The technology can show varied degrees of intake in different time periods by measuring arsenic levels in the hair. This testing, using irradiation testing procedures, was done by Dr. Hamilton Smith at the University of Glasgow. The real detective work begins when the indications of high arsenic content are matched to symptoms reported by various eye witnesses on St. Helena, especially Marchand. Weider presents convincing evidence that Napoleon exhibited symptoms of arsenic poisoning at the same time that the hair samples indicated high arsenic content.
One of the more controversial aspects of Weider's thesis is that the murder was accomplished by Montholon. It is this assertion that probably prevents French historians from being more open to the results of Weider's research. Yet, the case for Montholon's involvement is strong. It was Montholon who was the least likely of all of Napoleon's companions in his final exile. An aristocrat, he had been out of favor with Napoleon, and rallied to his cause only at the last moment, after Waterloo. And it was Montholon who ultimately controlled the food and drink given to the emperor; a level of control necessary if one is to poison someone over a long period of time. As for Montholon's motive, Weider has previously suggested the possibility of blackmail, and in this work suggests that his loyalty to the king was sufficient for him to undertake this ignominious deed.
One may well ask why it was necessary to go to all of this trouble; why not just poison him and get it over with? Weider's answer is strikingly logical. Napoleon was still very popular with many of the French, especially the army. An obvious murder might well have sparked an uprising. Moreover, Napoleon's son was still alive and in Austria and, presumably, ready to claim his right to the throne.
This is a well written and fascinating book. If you are unfamiliar with the research done on this issue, it is a must read. Even the more knowledgeable historian will find the additional details and arguments most rewarding. Weider is nothing if not confident in his work, but it is a confidence born of careful research and strong logic.
Weider on occasion digresses from his consideration of events on St. Helena, suggesting other times when Napoleon and others close to him may have been poisoned. This is stuff for further research. But regarding his main point he provides very strong arguments. Reasonable scholars may well disagree with his thesis. A 1994 debate on the subject at the Napoleonic Society of America's conference in Chicago featured both passionate and reasoned presentations on both sides. Yet Weider's evidence is strong, and difficult to disprove.
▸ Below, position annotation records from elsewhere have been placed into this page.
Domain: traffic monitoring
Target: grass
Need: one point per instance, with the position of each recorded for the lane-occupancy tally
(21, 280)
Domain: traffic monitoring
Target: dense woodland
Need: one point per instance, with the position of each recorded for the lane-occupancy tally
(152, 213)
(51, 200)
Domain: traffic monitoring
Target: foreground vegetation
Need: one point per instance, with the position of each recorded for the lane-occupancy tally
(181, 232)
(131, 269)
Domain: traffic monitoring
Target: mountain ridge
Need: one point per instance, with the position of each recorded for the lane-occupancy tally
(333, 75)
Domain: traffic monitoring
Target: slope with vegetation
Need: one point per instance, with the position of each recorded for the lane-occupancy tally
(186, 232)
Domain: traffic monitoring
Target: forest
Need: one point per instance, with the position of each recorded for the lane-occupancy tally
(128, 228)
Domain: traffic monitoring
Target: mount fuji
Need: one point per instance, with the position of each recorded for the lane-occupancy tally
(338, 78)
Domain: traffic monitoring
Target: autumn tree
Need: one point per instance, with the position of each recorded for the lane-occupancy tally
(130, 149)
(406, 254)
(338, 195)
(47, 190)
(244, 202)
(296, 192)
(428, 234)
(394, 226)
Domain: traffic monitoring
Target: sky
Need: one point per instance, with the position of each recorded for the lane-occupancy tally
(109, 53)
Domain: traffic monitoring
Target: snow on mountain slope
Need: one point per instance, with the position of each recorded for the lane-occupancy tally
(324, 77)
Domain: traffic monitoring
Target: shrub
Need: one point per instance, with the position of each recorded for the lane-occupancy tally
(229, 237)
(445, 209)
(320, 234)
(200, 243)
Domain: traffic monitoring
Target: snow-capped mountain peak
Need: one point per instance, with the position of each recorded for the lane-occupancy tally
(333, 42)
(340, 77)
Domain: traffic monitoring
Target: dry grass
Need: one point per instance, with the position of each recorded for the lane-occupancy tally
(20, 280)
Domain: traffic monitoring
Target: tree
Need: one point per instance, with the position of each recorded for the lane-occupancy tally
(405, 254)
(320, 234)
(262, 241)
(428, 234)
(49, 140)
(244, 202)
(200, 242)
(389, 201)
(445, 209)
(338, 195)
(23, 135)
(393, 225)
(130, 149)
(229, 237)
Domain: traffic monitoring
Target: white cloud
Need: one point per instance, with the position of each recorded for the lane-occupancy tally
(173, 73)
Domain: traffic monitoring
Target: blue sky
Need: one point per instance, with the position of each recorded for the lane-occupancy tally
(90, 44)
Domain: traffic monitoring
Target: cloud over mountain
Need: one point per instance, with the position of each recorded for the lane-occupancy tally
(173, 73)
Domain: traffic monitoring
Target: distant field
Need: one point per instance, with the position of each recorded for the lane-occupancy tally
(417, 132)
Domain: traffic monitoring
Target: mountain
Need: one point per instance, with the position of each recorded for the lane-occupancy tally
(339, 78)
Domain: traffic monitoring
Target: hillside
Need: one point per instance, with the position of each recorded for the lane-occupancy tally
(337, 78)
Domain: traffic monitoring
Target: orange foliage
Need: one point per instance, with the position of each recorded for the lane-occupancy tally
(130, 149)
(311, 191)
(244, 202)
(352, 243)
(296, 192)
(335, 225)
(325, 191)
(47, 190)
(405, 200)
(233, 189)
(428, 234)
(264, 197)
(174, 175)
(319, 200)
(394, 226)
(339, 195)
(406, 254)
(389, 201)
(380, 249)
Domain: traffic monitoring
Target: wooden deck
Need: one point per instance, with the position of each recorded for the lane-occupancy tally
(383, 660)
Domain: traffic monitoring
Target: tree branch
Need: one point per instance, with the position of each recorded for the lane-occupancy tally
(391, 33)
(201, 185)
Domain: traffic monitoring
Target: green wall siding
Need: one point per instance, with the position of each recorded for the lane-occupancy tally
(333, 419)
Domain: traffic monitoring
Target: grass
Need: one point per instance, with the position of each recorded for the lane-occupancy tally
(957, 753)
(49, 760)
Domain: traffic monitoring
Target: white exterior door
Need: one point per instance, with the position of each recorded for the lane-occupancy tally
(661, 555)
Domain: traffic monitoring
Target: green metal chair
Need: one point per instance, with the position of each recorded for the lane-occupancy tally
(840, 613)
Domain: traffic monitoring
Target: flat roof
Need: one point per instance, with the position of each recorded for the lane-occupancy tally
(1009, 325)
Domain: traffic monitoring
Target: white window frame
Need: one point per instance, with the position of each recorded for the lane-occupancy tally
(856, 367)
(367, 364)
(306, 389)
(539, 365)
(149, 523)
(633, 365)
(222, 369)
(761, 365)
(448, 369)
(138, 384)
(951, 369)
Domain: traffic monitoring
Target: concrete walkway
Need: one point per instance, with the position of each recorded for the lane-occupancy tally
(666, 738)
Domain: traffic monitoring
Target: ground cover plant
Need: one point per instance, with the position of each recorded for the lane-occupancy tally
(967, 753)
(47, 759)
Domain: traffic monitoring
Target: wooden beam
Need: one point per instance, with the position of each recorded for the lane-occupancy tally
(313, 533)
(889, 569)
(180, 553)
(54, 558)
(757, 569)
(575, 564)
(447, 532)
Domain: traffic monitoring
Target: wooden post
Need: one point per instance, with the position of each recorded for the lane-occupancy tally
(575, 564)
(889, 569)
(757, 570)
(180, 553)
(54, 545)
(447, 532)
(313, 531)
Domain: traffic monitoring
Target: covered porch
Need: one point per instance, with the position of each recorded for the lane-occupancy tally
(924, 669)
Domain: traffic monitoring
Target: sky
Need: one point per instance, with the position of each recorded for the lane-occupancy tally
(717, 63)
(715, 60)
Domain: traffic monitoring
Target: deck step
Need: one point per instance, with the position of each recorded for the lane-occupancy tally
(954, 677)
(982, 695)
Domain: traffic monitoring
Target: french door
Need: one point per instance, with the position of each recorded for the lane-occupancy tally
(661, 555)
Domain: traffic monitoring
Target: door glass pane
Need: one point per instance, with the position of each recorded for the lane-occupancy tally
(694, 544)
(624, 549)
In his forward, David Chandler, one of the giants of 20th century Napoleonic research, states that Weider and company's research is "more than enough to provide justification for careful thought and reconsideration." This may well be a conservative reaction. This research, based as it is on eyewitness accounts and modern technology, now stands as more than a simple theory or thesis. It stands as a well based, reasonable interpretation of history; those who disagree with it will need to counter with research of equal quality and arguments of equal strength.